Holding a grudge

Although ‘no one goes go to school to be a parent’ and we’ve probably all heard that saying a thousand times growing up, it puts children at a disadvantage. That however our parents, parent we’re supposed to be okay with it.

It’s not okay because our lives are shaped by how our parents parent us, with us eventually holding a grudge against them for all their wrongdoings. Although the analogy is correct, the deed isn’t. But in the context of spirituality, we all have freewill to change how we do things, including our parents.

Although children aren’t in a position to discuss with their parents just how they’re parented, it is important for parents to get the parenting thing right. And where children hold a grudge on something they’re not keen to own or have, there is no point holding on to it, because grudges can turn into anger and bitterness.

Timing on when things change will always be an issue, but the universe knows our struggle and will always try to help. Where freewill is concerned, we may have to wait slightly longer. Parents have freewill not to change anything. In those circumstances, it will be something external that we’re not aware of at the time that will eventually change the status quo.

It’s only when we look back that we begin to see the picture of how things work out.
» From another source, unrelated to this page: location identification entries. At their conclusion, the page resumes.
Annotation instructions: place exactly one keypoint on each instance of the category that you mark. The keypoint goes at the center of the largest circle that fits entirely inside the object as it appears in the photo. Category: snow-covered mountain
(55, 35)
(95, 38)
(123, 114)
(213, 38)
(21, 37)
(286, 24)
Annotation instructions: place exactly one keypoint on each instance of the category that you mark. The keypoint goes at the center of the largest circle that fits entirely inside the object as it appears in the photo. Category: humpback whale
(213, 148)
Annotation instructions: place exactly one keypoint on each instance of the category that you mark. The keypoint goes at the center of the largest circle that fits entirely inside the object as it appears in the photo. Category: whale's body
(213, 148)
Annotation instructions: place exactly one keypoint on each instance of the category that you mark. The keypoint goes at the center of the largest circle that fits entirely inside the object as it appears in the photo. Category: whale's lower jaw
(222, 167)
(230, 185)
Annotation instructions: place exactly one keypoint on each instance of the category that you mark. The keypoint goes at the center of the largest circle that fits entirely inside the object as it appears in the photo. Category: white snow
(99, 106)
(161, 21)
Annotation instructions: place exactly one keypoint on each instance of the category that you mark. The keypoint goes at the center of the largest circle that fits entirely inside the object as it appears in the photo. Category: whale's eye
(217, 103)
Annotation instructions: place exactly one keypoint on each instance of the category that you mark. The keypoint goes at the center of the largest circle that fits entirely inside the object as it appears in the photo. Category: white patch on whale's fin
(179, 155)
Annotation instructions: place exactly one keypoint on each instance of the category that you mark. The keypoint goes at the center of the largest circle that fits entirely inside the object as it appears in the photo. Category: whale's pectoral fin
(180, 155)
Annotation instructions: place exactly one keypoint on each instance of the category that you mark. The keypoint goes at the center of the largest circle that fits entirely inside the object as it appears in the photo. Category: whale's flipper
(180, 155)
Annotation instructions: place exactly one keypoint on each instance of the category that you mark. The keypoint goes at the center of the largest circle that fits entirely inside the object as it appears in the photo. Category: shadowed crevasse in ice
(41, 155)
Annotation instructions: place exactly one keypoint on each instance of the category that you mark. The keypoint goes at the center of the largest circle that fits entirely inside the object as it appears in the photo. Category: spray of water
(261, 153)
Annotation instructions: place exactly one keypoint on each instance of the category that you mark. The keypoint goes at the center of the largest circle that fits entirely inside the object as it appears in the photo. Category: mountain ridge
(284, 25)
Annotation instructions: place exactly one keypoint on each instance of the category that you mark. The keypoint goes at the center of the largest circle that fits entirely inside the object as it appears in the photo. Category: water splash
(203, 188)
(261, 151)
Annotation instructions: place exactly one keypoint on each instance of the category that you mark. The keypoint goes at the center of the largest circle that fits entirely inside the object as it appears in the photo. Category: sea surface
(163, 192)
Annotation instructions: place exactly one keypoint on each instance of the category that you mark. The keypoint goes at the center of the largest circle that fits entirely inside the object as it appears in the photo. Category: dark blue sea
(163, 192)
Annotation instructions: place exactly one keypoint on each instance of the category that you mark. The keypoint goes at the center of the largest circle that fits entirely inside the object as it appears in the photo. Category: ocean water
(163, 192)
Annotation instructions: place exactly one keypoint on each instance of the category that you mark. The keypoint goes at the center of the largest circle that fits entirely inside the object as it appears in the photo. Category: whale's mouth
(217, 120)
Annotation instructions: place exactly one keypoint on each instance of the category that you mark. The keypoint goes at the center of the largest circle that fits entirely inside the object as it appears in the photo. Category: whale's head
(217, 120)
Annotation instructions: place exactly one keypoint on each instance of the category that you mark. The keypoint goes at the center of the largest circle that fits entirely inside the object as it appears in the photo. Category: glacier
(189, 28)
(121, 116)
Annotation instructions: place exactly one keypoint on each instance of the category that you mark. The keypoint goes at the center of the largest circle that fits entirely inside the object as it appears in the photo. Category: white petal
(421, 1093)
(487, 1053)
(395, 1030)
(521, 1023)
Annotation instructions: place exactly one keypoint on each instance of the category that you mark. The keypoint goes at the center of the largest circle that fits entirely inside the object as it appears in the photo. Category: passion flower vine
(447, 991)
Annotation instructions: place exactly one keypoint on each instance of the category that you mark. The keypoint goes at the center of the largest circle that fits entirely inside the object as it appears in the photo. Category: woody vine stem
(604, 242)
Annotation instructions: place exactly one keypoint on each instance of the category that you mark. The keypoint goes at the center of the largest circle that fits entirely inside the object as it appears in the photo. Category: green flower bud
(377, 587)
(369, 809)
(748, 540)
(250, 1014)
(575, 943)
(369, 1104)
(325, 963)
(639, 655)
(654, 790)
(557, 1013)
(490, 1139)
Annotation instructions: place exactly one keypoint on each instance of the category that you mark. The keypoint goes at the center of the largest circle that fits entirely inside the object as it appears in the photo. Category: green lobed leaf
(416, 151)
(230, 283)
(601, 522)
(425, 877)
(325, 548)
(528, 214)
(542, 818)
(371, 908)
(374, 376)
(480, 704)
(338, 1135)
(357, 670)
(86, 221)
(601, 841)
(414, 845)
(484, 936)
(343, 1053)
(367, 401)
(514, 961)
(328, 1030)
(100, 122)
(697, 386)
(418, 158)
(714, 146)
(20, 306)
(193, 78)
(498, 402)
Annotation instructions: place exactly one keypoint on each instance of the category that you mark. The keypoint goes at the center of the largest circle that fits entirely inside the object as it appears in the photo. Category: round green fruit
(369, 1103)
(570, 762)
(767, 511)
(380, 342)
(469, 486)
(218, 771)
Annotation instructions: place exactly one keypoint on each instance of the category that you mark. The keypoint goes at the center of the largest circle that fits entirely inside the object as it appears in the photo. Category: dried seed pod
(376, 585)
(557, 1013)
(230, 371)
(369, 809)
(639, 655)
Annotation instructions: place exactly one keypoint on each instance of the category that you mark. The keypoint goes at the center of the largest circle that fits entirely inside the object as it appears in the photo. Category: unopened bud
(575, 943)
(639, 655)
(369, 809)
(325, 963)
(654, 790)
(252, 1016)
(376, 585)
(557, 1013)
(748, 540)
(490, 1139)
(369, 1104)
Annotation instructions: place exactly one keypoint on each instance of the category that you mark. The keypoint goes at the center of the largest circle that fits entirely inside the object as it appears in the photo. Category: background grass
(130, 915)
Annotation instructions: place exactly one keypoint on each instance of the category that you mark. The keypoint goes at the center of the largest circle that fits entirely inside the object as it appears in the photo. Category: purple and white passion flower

But however hard it is to sit back and wait, and I’ve been there many times myself, it is important we hold on to hope and keep an open mind, because hope brings new possibilities that our circumstances will eventually change.

And keeping an open mind allows us to grasp new opportunities as they present on the other side of hope.


8 Jun, 2018

4 thoughts on “Holding a grudge

  1. Holding on to a grudge was pretty much my parent’s pastime. They held so many of them, against each other, their families, other people and the whole world it seemed like.

    It always seemed like they hated each other and even us most of the time, but for whatever insane reason they chose to stay together, most likely out of the thought they wanted to keep my siblings and I together, but they should have just let us go.

    I lost count a long time ago of how many grudges I hang on to but, I know that it has been enough to keep me buried under a mountain of guilt, shame and remorse for most of my life.

    I can’t continue living this way any longer, seeing as it doesn’t do me any good so I need to learn how to let go of them while I still can, if I want to finally live!

    1. My experiences of my parents staying together are similar to yours Randy.

      But I think that is what parents did when we were growing up. But you’re right, it is actually more damaging for parents to stay together for the sake of the children. If their grudges are directed at each other that makes it worse for the children of course.

      I personally don’t get it. If parents aren’t happy in their relationship, they will suffer and struggle too. I’m not sure why anyone would want to put themselves or their children through that.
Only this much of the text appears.